PROJECT SUMMARY Chronic kidney disease (CKD) affects 37 million Americans, costs tens of billions of dollars annually, and can lead to kidney failure, cardiovascular disease (CVD), and early mortality. CKD is not a single entity but rather a heterogeneous condition with a wide spectrum of underlying causes, pathologic and clinical manifestations, and varying rates of loss of kidney function. Because of the paucity of kidney biopsy samples from patients with common forms of CKD and the acknowledged limitations of animal models, our understanding of the pathology and molecular mechanisms of CKD is limited. Improved understanding of human CKD due to hypertension and diabetes will require investigation of kidney tissue from patients with CKD, using rapidly evolving techniques in molecular pathology. We are responding to RFA-DK-20-026 to continue as a multicenter CKD recruitment site for the Kidney Precision Medicine Project (KPMP) that builds upon the accomplishments of our established multidisciplinary research group in the UG3/UH3 phase. We propose to continue to participate as a successful CKD recruitment site in Boston, MA including four clinical sites: Joslin Diabetes Center, Beth Israel Deaconess Medical Center, Brigham and Women’s Hospital, and Boston Medical Center. The proposal builds upon an established infrastructure and our experience recruiting and retaining KPMP participants. In addition, our site has an outstanding safety record for participants with no major post-biopsy complications as well as exceeding the quality biospecimen metrics. For the U01 phase we propose to obtain repeat kidney biopsies in selected individuals as well as increase the focus on social determinants of health. We also will continue to biopsy individuals with longstanding Type 1 diabetes mellitus with no evidence of kidney pathology (‘resistors') to identify molecular underpinnings of protection against diabetic kidney disease. We are committed to continued collaborative protocol development, sharing best practices, and team science to achieve the KPMP’s objectives of advancing precision medicine to improve the lives of our patients with and at risk for CKD. The proposed research plan, by improving our understanding of CKD pathophysiology, has the potential to dramatically impact public health.

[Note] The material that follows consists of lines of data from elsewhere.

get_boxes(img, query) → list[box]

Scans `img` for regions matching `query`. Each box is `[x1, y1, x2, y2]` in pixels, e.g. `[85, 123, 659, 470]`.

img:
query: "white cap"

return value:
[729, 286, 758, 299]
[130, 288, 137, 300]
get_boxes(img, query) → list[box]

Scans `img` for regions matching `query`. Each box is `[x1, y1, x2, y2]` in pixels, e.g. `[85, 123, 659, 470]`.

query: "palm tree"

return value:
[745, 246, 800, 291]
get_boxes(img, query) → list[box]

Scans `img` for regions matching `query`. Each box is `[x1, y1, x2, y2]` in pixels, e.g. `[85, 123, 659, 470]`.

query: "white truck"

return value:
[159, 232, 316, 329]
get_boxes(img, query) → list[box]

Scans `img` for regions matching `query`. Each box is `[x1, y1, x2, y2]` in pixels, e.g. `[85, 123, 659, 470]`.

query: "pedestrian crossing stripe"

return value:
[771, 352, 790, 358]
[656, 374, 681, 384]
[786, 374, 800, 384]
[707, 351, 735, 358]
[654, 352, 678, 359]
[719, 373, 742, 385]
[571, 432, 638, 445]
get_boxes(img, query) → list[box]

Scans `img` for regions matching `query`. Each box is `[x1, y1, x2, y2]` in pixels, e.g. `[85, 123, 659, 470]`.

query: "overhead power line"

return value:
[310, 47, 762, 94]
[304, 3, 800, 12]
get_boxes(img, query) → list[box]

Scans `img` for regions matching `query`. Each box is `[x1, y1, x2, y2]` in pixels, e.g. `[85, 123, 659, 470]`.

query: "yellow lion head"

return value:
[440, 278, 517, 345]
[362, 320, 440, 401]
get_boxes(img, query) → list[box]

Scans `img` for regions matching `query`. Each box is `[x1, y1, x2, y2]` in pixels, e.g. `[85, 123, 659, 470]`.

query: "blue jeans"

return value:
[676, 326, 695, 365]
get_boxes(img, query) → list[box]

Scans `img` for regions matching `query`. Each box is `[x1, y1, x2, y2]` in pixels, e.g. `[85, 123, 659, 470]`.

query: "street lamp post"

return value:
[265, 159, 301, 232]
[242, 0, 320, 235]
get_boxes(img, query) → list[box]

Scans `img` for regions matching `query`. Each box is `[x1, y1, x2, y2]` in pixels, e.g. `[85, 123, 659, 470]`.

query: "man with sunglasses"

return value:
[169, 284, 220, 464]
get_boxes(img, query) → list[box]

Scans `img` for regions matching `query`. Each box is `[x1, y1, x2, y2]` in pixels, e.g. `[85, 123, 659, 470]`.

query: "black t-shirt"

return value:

项目总结 慢性肾脏疾病(CKD)影响着3700万美国人，每年造成数百亿美元的损失，而且 导致肾衰竭、心血管疾病(CVD)和早期死亡。CKD不是一个单一的实体，而是一个 具有广泛的潜在原因、病理和临床表现的异质性疾病，以及 肾功能损失率各不相同。由于缺乏来自慢性肾炎患者的肾活检样本 慢性肾脏病的常见形式和动物模型公认的局限性以及我们对其病理学的理解 CKD的分子机制有限。提高对人类高血压和慢性肾脏病的认识 糖尿病将需要对慢性肾脏病患者的肾脏组织进行研究，使用快速发展的技术 分子病理学。我们正在响应RFA-DK-20-026，继续作为一个多中心CKD招聘网站 为肾脏精准医学项目(KPMP)建立在我们现有成就的基础上 UG3/UH3阶段的多学科研究小组。我们建议继续作为一个成功的 位于马萨诸塞州波士顿的CKD招聘网站包括四个临床网站：Joslin糖尿病中心，Beth以色列女执事 医疗中心、布里格姆妇女医院和波士顿医疗中心。这项提议建立在一个 已建立的基础设施和我们招募和留住KPMP参与者的经验。此外，我们的网站 有出色的参与者安全记录，没有重大的活组织检查后并发症以及超过 生物样品的质量指标。对于U01期，我们建议在选定的患者中进行重复的肾脏活检 此外，还应加强对健康的社会决定因素的关注。我们还将继续做活组织检查 长期患有1型糖尿病但无肾脏病理证据的个体(抵抗者)以确定 预防糖尿病肾病的分子基础。我们致力于继续 协作性协议开发、共享最佳实践和团队科学以实现KPMP的目标 发展精准医学以改善CKD患者和有CKD风险的患者的生活。建议数 研究计划，通过提高我们对CKD病理生理学的理解，有可能极大地影响 公共卫生。